Afaics it does, both when necessary in the communication with clients, and when collation etc calls for it. It's clear as day that it got unicode written all over it, and just because it strictly is possible to ignore that doesn't retract from this.
Why would anyone want to store invalid UTF strings in TEXT fields when BLOB fields are available? Besides proving some kind of point to do it just because it can be done?
If opposition is so strong - OK, I'll leave Nillson's module (in CVS) as is and use modified version,
You seem to ignore that as the discussion has progressed, noone has opposed adding a flag to turn it off. Isn't that enough for you? Or do you just continue this kind of sulky the-world-against-me attitude for the sake of it?
- Already prepared UTF-8 strings cannot be used directly;
This point can be reduced to (3) by just decoding the strings before entry. In other words, it's not a matter of versatility but one of performance.

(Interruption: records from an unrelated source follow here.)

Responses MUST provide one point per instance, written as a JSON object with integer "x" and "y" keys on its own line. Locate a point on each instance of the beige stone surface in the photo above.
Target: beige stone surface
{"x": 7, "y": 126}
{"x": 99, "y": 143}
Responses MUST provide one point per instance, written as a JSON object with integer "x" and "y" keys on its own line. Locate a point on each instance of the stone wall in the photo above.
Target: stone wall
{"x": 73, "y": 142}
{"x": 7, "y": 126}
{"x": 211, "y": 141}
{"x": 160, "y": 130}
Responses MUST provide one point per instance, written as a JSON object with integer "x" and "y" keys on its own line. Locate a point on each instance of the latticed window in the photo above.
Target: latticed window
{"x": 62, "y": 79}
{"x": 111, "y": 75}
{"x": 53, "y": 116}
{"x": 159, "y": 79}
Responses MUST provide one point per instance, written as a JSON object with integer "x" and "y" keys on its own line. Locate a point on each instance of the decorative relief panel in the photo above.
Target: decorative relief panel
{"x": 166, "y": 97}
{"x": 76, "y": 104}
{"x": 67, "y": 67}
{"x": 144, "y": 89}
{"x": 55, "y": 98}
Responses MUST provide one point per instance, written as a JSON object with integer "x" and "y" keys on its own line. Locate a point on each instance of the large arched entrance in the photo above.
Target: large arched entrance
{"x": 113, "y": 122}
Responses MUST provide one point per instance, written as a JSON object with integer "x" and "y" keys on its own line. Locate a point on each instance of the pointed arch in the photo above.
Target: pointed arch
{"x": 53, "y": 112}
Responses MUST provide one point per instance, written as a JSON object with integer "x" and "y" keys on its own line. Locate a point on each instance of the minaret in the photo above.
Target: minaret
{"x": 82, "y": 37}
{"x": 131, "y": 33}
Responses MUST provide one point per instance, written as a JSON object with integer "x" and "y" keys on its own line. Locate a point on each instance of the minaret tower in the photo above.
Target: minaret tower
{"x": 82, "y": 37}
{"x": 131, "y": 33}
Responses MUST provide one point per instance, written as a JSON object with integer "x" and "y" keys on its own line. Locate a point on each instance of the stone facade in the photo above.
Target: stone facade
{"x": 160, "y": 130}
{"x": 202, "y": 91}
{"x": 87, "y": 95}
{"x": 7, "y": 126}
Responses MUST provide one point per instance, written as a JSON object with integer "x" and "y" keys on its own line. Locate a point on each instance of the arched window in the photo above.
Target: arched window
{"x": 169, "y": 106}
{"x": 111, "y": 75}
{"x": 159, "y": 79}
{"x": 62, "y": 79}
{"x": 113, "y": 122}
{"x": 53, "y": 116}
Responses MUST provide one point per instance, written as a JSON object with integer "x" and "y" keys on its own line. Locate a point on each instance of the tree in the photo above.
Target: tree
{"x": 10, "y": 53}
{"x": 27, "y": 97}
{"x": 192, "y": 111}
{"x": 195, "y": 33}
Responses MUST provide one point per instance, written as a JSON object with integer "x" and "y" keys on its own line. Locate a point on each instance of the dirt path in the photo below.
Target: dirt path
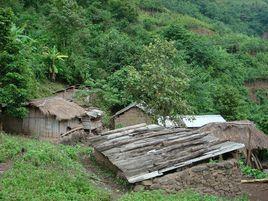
{"x": 256, "y": 192}
{"x": 4, "y": 166}
{"x": 105, "y": 179}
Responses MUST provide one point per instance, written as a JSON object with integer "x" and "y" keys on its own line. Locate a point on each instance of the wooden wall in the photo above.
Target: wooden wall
{"x": 132, "y": 117}
{"x": 38, "y": 125}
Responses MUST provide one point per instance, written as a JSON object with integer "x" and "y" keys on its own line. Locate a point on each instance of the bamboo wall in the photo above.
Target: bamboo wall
{"x": 38, "y": 125}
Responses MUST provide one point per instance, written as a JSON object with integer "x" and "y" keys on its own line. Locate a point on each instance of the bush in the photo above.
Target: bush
{"x": 43, "y": 171}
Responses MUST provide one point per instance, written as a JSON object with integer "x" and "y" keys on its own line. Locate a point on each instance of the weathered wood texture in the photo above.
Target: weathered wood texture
{"x": 142, "y": 152}
{"x": 39, "y": 125}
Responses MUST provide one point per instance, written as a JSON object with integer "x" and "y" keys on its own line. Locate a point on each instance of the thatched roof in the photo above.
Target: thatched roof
{"x": 58, "y": 107}
{"x": 143, "y": 151}
{"x": 239, "y": 131}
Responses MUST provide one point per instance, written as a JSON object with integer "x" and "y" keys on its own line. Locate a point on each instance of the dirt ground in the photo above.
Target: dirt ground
{"x": 105, "y": 179}
{"x": 256, "y": 191}
{"x": 4, "y": 167}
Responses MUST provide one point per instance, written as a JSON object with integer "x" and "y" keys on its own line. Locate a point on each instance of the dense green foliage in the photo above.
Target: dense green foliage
{"x": 182, "y": 196}
{"x": 213, "y": 48}
{"x": 42, "y": 171}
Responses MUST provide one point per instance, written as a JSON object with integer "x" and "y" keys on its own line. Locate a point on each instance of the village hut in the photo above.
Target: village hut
{"x": 242, "y": 132}
{"x": 68, "y": 93}
{"x": 190, "y": 121}
{"x": 92, "y": 120}
{"x": 157, "y": 157}
{"x": 47, "y": 118}
{"x": 131, "y": 115}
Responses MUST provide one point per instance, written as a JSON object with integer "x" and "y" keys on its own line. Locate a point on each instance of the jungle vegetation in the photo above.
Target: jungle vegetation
{"x": 177, "y": 56}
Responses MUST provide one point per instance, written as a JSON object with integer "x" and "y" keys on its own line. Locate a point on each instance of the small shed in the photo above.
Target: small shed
{"x": 142, "y": 152}
{"x": 239, "y": 131}
{"x": 131, "y": 115}
{"x": 92, "y": 120}
{"x": 191, "y": 121}
{"x": 242, "y": 132}
{"x": 68, "y": 93}
{"x": 47, "y": 118}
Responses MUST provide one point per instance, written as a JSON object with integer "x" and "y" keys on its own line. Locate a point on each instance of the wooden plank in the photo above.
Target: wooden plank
{"x": 143, "y": 177}
{"x": 123, "y": 129}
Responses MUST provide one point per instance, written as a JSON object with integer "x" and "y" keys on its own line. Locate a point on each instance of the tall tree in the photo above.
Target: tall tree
{"x": 161, "y": 81}
{"x": 15, "y": 76}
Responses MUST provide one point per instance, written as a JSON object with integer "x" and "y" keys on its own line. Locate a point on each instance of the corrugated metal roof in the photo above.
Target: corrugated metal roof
{"x": 145, "y": 151}
{"x": 197, "y": 121}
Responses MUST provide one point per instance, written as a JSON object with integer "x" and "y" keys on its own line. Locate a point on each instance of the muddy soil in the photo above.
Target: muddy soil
{"x": 105, "y": 179}
{"x": 256, "y": 191}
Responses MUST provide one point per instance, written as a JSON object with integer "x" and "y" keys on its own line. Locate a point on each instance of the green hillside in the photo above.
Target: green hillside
{"x": 177, "y": 56}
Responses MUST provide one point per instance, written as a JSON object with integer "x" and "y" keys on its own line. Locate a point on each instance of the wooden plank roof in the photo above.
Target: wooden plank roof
{"x": 145, "y": 151}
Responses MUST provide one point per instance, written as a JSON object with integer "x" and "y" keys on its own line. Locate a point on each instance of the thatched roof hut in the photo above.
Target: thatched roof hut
{"x": 58, "y": 107}
{"x": 239, "y": 131}
{"x": 47, "y": 118}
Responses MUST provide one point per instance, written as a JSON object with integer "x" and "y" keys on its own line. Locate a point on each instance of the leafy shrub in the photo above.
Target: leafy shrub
{"x": 249, "y": 171}
{"x": 44, "y": 171}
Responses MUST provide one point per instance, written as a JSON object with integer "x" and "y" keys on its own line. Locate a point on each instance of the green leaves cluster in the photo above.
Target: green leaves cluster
{"x": 43, "y": 171}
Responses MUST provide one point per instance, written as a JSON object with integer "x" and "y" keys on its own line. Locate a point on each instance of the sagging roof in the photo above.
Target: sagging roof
{"x": 239, "y": 131}
{"x": 94, "y": 113}
{"x": 58, "y": 107}
{"x": 197, "y": 121}
{"x": 132, "y": 105}
{"x": 145, "y": 151}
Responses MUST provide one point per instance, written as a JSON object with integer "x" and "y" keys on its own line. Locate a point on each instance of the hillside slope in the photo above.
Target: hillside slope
{"x": 193, "y": 55}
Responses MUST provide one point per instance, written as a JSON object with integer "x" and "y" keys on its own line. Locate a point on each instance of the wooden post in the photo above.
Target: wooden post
{"x": 249, "y": 148}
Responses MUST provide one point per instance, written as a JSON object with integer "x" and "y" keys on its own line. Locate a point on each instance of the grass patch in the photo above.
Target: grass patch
{"x": 181, "y": 196}
{"x": 43, "y": 171}
{"x": 251, "y": 172}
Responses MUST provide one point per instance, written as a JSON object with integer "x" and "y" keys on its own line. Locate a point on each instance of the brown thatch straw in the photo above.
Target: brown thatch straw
{"x": 58, "y": 107}
{"x": 239, "y": 131}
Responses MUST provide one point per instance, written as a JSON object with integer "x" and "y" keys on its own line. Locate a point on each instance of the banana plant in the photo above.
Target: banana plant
{"x": 53, "y": 55}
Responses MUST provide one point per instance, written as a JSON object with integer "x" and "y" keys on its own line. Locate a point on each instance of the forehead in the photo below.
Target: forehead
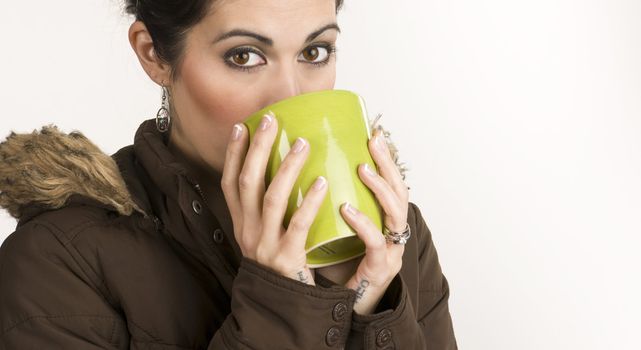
{"x": 285, "y": 19}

- Anything but UTF-8 cannot be used while sqlite allows this;
I wouldn't say it's allowed just because it doesn't check for invalid strings. Everywhere in the docs I've looked says it's UTF8 or UTF16, period. Is there any guarantee that they won't add a validity checker at some point?

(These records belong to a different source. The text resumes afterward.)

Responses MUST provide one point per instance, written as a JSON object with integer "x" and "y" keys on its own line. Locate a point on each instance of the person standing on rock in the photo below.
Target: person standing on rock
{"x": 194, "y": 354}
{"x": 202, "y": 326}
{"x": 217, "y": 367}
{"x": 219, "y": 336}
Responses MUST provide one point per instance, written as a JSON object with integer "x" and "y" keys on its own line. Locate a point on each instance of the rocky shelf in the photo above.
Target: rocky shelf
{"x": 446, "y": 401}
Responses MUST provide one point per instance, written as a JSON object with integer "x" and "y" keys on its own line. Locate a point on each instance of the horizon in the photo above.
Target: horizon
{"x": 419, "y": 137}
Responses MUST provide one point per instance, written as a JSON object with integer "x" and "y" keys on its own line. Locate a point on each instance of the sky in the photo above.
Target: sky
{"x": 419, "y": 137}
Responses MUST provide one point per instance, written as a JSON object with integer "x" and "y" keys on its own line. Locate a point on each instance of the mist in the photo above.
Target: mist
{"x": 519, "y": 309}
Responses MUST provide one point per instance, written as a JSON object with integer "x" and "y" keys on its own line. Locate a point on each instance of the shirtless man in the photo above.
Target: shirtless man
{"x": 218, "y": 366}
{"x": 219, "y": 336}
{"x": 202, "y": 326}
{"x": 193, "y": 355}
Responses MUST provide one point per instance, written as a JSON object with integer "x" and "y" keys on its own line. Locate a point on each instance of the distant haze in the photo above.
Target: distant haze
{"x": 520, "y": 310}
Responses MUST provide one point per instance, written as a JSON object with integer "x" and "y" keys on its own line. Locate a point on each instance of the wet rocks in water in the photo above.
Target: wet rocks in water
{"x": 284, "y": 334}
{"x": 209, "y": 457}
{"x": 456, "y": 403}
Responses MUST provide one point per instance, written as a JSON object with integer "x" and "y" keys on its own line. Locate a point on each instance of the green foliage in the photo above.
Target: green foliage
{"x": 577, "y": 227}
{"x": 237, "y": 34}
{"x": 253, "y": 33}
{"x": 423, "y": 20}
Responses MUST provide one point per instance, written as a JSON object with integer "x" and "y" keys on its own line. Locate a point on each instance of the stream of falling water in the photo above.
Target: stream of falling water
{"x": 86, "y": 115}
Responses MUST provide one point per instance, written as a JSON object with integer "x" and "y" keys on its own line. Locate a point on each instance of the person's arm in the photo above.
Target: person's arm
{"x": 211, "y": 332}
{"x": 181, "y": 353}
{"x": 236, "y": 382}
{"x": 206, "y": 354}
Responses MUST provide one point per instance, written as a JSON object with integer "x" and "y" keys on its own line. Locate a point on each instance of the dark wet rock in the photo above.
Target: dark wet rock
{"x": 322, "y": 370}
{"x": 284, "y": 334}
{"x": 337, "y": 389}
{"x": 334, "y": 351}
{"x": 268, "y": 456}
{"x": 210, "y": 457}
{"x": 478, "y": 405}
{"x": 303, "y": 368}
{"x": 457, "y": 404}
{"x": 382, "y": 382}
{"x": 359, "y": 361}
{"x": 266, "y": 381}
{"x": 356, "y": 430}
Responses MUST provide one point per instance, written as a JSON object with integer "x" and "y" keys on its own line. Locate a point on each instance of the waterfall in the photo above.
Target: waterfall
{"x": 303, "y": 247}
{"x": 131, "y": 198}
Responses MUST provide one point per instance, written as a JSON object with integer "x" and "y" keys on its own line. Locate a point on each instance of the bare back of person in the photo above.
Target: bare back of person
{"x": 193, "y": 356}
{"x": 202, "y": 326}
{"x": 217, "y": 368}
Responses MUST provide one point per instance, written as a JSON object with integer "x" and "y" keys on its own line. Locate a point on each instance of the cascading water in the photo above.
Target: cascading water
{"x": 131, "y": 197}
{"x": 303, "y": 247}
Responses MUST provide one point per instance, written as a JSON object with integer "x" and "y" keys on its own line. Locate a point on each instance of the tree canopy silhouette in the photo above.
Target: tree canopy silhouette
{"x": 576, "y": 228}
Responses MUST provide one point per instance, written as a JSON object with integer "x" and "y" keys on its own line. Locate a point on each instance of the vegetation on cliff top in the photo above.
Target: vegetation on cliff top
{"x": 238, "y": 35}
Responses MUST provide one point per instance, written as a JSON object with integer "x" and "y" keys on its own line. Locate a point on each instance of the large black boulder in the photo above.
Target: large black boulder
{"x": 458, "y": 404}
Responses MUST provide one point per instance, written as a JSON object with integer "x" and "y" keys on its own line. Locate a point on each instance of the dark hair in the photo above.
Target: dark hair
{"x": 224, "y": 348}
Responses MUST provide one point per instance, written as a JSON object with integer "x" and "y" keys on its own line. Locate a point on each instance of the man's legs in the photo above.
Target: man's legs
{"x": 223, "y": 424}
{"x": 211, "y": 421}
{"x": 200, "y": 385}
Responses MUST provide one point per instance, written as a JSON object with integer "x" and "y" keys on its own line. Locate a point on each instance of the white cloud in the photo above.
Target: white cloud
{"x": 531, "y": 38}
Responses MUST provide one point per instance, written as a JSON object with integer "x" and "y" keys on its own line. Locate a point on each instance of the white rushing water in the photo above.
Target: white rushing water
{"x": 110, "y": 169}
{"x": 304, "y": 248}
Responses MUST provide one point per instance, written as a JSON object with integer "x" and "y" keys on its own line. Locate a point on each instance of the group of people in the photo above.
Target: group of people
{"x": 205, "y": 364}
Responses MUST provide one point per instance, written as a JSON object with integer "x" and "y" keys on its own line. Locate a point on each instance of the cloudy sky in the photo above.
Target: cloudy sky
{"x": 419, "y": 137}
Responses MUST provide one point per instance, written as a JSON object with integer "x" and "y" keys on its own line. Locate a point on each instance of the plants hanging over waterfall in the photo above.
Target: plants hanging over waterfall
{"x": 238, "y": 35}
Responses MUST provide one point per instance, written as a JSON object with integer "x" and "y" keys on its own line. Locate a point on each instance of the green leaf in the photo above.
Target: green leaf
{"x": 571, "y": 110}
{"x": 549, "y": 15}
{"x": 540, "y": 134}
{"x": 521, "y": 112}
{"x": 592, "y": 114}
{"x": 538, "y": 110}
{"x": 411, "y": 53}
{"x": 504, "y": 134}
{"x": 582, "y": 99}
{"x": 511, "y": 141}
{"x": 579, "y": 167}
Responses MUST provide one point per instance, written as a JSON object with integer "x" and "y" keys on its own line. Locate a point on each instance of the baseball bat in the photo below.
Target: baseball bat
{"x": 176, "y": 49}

- Enforced conversion add additional overhead - it doesn't matter how small it is, but it is there, while can be avoided.
Valid point, although it still would be nice to see the kind of overhead the extra overhead incur.

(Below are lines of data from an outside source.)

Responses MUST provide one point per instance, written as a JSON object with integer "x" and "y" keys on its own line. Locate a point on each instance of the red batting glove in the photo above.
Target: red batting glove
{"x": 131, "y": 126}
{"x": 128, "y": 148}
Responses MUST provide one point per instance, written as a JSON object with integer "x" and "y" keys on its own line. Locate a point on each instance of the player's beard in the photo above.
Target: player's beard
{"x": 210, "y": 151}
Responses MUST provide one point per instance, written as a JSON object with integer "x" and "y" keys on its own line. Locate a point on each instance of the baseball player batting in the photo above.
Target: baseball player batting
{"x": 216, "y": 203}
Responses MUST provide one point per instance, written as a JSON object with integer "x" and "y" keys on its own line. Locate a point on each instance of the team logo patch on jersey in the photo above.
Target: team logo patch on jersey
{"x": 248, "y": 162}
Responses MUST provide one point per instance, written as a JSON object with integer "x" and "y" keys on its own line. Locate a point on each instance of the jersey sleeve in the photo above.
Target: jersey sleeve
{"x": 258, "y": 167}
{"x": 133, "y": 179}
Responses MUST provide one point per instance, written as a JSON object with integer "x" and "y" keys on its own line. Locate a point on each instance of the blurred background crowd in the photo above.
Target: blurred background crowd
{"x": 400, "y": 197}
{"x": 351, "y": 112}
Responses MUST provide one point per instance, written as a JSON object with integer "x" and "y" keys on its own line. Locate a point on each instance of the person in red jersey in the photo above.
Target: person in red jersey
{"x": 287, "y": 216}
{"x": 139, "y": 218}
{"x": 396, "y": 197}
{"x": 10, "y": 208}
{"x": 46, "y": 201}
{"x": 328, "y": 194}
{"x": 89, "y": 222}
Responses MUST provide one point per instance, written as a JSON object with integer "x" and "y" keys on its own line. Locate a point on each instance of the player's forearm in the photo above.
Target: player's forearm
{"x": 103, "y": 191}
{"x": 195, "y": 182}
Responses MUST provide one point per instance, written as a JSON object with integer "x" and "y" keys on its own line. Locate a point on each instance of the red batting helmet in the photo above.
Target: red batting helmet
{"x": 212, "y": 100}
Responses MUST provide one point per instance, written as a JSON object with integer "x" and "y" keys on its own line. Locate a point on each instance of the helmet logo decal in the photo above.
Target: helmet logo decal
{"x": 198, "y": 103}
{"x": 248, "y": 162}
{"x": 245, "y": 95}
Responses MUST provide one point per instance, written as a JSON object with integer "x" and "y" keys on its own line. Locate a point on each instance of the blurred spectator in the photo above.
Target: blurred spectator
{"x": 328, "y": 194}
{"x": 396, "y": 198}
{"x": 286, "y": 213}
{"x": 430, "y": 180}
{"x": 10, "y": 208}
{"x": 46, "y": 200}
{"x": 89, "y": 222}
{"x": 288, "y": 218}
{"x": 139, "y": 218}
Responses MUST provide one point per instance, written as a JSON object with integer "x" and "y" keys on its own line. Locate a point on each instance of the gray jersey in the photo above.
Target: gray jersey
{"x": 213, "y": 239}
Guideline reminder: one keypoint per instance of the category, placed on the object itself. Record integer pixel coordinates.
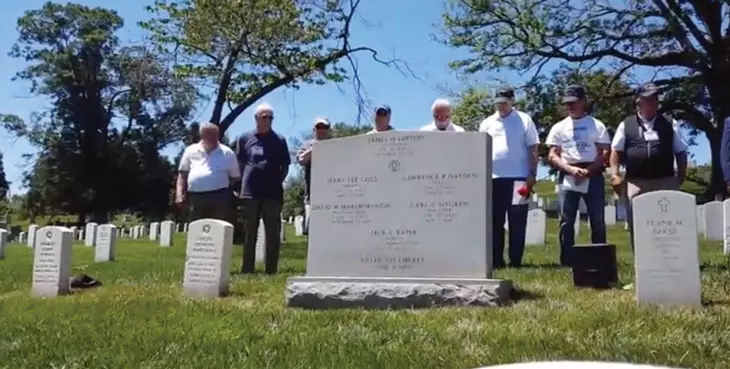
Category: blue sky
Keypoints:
(402, 29)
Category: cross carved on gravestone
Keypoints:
(663, 204)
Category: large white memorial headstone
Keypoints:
(713, 221)
(609, 215)
(90, 234)
(32, 230)
(106, 243)
(667, 258)
(167, 233)
(52, 261)
(379, 229)
(3, 243)
(208, 258)
(299, 225)
(536, 223)
(154, 231)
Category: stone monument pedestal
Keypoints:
(385, 292)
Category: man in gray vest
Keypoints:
(647, 144)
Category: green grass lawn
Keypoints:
(138, 319)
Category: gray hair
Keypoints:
(262, 108)
(208, 126)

There is alternative, though - don't make any conversion if string is 8-bit wide (my initial proposal) - this won't hurt anybody, and those who will (because nobody does right now) use 16- or 32-bit strings will see no difference.
Oh my will this hurt! This is definitely the one thing I absolutely and utterly oppose. How do you know if the string is to be UTF8/16 decoded when you get it back? Using some kind of dwim by trying to decode it and just pass it through if that fails? Then there's always the possibility that it'll decode eight bit raw strings that just happen to not be invalid UTF-8. What if you want to use the sqlite collation functions etc on those strings? They sure as hell won't work correctly on unencoded eight bit chars.